Although my husband finds this inconceivable, the summer before I entered the eighth grade I decided that I would no longer be shy.
All through elementary school, I had been a quiet girl who hid behind a book, but for the eighth grade, I was going to enter a new school, one where no one knew me or my personality.
It occurred to me at the age of 13 that I could reinvent myself. I didn’t have to be a bookworm with thick glasses. I could be outgoing, friendly, and, dare I say it, popular. I could fake it until I made it.
So, I took off my glasses and went to school. Since I was, in effect, blind without them and unable to distinguish the faces I passed in the hall, I cheerfully greeted everyone. I was no longer a shy girl. Instead, I was a girl who didn’t know a stranger -- literally.
That shy girl still lives inside of me, however. My natural inclination is to avoid things that make me fearful, and people are high on that list. I still have the same fear of rejection or sounding stupid. I fear it right now as I write this column, but I’ve done it anyway.

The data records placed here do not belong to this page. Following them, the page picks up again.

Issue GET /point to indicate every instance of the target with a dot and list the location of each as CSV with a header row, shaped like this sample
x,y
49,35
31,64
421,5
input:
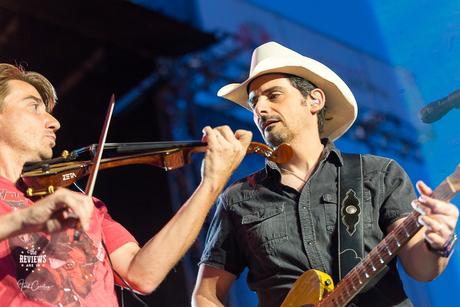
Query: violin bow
x,y
97,158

I read a quote recently by a hero of mine and most girls from the 1980s, Michael J. Fox. He said, “What other people think of me is not my business.”
When I’m expressing my opinion or, sometimes, even dressing for the day, I repeat this. And it helps.

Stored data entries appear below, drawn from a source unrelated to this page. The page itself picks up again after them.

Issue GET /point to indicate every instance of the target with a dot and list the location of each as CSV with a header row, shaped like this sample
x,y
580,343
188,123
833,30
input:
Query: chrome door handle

As the years went on, I’ve continued to “fake it until I made it.” My first writing job is a good case in point. I went to the local business expo to allow the kids to sample some candy and pick up a few freebies.

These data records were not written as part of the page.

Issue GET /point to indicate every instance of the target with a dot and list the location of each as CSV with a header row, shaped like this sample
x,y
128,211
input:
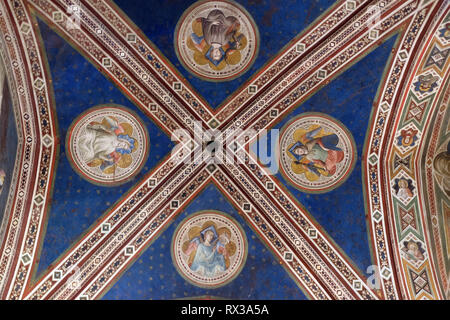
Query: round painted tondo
x,y
209,249
317,152
216,40
107,145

“Why don’t you get a job while you’re there?” my husband teased.
“I believe I will,” I retorted, not amused.
As fate would have it, an editor for a regional magazine was there. My son, who is not shy, began chatting with her, and I suppressed my shy inner self and asked, “Do you need any local writers? I have an English degree.”
“Sure!” she said, and pressed her card into my hand. Days later she called and arranged to meet me.
“Oh, and bring your clips,” she said.
I assured her I would, hung up the phone and immediately googled clips. In case you are wondering, they are writing samples, and I didn’t have any. So, determined to be able to tell my husband that I had, indeed, gotten a job, I searched through our hot attic until I found my old college term papers.
The following Monday, the editor pulled up in her little red sports car looking like she’d just breezed in from New York. I, on the other hand, was on break from my day care job -- and looked it. Yet, I smiled, told her my background and shared the yellow faded papers placed inside a new shiny binder.
She opened it, flipped through the pages and frowned. I prayed she wouldn’t notice that the date was 10 years earlier or the fact that they hadn’t been published. After all, she never said published clips. I also prayed she wouldn’t notice the red ink marks from my professors.
She snapped the binder shut decisively and said, “You got it,” and passed along my first assignment. And, just like that, I was doing something I never thought I would be able to do.
I’ve heard some people say that “faking” has a bad connotation, that it sounds like a negative, and maybe they are right. Maybe there’s another word for doing things that scares one half to death. Oh, yes, there is. It’s called courage, and it resides in all of us. Don’t believe me? Try faking it and see what happens.